Der Fernseher quasselte noch immer nervig vor sich hin.
„Ich muss langsam gehen.“, sagte sie gereizt. Sie ärgerte sich über sich selbst.
„Wie du willst.“ Joshua belächelte ihre plötzliche Stimmungsschwankung nur. Und das regte sie noch mehr auf. Bescheuerter Psychopath.
Hana stand auf und wandte sich in Richtung Tür.
„Warte noch.“
„Was ist?“ Sie versuchte so normal wie möglich zu klingen. Sie blickte sich nicht nach ihm um.
„Du glaubst mir nicht.“ Seine Stimme war plötzlich völlig ernst und steinhart.
Hana hatte das nicht erwartet. Sie zögerte einen Moment. Glaubte sie ihm? Nein. Sie konnte ihm das nicht glauben. Sie wollte es auch gar nicht.

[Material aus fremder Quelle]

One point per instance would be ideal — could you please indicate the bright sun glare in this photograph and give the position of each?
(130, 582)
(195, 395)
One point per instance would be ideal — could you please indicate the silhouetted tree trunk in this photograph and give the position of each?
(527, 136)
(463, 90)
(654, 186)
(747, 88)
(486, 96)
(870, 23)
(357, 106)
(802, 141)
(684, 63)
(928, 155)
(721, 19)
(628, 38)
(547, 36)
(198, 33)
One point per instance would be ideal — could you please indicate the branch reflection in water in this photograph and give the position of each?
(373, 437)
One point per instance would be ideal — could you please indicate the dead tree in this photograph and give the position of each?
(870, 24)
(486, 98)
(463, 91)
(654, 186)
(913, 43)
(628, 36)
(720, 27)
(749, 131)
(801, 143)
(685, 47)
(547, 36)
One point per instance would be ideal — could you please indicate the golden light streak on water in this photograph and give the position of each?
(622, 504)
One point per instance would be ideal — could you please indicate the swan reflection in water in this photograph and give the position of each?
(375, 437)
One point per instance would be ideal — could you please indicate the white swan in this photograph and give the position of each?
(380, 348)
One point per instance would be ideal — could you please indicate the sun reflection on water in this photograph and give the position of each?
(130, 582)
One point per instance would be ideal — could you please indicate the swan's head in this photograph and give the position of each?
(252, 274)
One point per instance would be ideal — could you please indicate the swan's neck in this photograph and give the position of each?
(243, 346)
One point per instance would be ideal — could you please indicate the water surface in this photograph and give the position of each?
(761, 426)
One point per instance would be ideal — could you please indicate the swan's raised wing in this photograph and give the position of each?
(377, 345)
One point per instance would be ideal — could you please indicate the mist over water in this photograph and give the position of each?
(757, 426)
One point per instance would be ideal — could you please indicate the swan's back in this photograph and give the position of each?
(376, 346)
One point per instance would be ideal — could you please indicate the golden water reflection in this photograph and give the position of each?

„Du denkst ich bilde mir das alles ein. Du denkst ich bin gestört. Du denkst wie Dr. Nauser, oder?“
Hana blickte zur Seite. Ihre Kehle fühlte sich rau an, sie zuckte nur mit den Schultern.
„Ich bin mir sicher du kannst sie auch sehen.“ Er machte eine Pause. „Du musst nur an sie glauben.“
Und wenn Hana sie gar nicht sehen wollte? Im Grunde fürchtete sie Joshuas Freunde.
„Willst du eine der Erinnerungen mitnehmen? Du kannst eine haben. Dann siehst du meine Freunde auch.“
Hana schluckte, atmete zitternd durch. Dann drehte sie sich kurz entschlossen zu Joshua um. „Gut.“, sagte sie mit bebenden Lippen. „Dann will ich das Herz.“ Sie zeigte auf seine Kette.
Hana hatte mit Widerspruch gerechnet, doch Joshua griff sich wortlos in den Nacken und öffnete den Verschluss. Dann reichte er Hana das Band mit dem blechernen Herzanhänger.
Hana bedankte sich nicht und anstatt sich die Kette anzulegen, stopfte sie das Schmuckstück lieblos in ihre rechte Hosentasche.
Joshua sah ihr dabei zu, doch sagte nichts.
„Kannst du mir jetzt die Tür aufschließen?“
„Klar.“, antworte Joshua.
Ohne sich umzusehen durchquerte Hana schnell den schmalen Flur, dicht gefolgt von Joshua. Erst jetzt fiel ihr auf, wie hässlich sie diesen schäbigen Kitsch eigentlich fand.
Joshua schloss ihr auf und begleitete sie noch das Treppenhaus herunter. Hana hätte fast gesagt, dass sie darauf keinen Wert legte, bis ihr auffiel, dass die Haustür ja auch noch aufgeschlossenen werden musste. Also hielt sie den Mund.
„Danke für deinen Besuch.“, sagte Joshua als Hana hinaus in den Regen trat.
Das Mädchen drehte sich noch einmal zu ihm um. Sie bedankte sich nicht für die Einladung. Dazu war sie zu trotzig. Stattdessen sah sie ihn an, seine dünnen Lippen und sein pechschwarzes Haar. Und sie stellte sich vor, wie neben ihm weitere neunzehn Personen standen, die sie allesamt begafften.
Ihre Nackenhärchen stellten sich bei dieser Vorstellung unwillkürlich auf.
Joshua lächelte ganz leicht, freudlos und herausfordernd. „Und? Hast du jetzt Angst vor mir?“
„Nein.“, log Hana und wandte sich ohne ein weiteres Wort von ihm ab. Um sie prasselte der Regen auf den Bürgersteig. Sie biss die Zähne zusammen und vergrub frustriert beide Hände in den Hosentaschen. Die rechte zog sie allerdings sofort wieder heraus, als sie das kalte Metall des Blechherzens zwischen den Fingern spürte.